SO perfect, the letter to Paul.

I always felt I had no choice but to burn, and burn I did, many times over.
I'm one of those people that believe in experience, that at some point one needs to do scary things (better young..lol), not for the sake of doing them, but for the fact that there is no other choice, one must walk away from safety to really find life -- One must leave their village, people, land, ways, to see more clearly, and I say this as a life long introvert (observer).
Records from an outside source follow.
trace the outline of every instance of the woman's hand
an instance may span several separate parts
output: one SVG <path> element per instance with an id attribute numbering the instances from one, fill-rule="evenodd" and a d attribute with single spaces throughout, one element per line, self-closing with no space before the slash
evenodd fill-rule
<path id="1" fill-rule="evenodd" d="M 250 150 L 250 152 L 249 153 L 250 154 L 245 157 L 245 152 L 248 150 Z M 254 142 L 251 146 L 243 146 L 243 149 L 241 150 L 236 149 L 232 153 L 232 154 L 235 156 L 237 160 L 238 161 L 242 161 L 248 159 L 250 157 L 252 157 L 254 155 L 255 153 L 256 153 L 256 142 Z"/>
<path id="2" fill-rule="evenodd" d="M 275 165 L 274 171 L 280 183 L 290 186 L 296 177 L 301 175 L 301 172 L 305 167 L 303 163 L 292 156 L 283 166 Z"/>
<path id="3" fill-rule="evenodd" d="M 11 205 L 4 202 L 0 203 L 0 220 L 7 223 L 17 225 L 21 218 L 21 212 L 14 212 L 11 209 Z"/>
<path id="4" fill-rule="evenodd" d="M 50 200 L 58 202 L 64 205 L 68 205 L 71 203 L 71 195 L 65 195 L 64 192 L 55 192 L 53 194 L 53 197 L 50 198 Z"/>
I know I've waxed on about this before with you but the thought of Rimbuad always sparks this feeling in me.

It’s very much in line with what Jung muses on about, the confrontation with self (the shadow, the unconscious, etc)… walk towards the fear, not away.

I should note, that the last seven years of my life have been the most stable and so I feel I have gained a certain power over the complex (for the time being), and I quite enjoy stability and comfort.

Your "till recently" urged me to come clean, as I'm not a wild child (not really, for me) any longer.

Phew Just read this after my last comment & relieved ... for both our sakes 😜

Yes, I hear you, deeply (but am also burnt out from burning...). Pacing myself as I get older 🙏🏼

Me too! I am grateful to have walked the darker roads early on, I know there is always more, but for now, I'm good. ::cackles::

All the fodder for the 'Greater Work'... fire is only part of it. ;)

I'm not very good at poetry, Yahia. But it seems to me that the fate of any artist is tragic.

The artistic life can be, like Oscar Wilde said, a long suicide...

The artistic life
Can be, like Oscar Wilde said,
A long suicide...

                 - yahialababidi


I'm a bot. I detect haiku.

People have their own reasons. Anything can stop them if reaching their goals.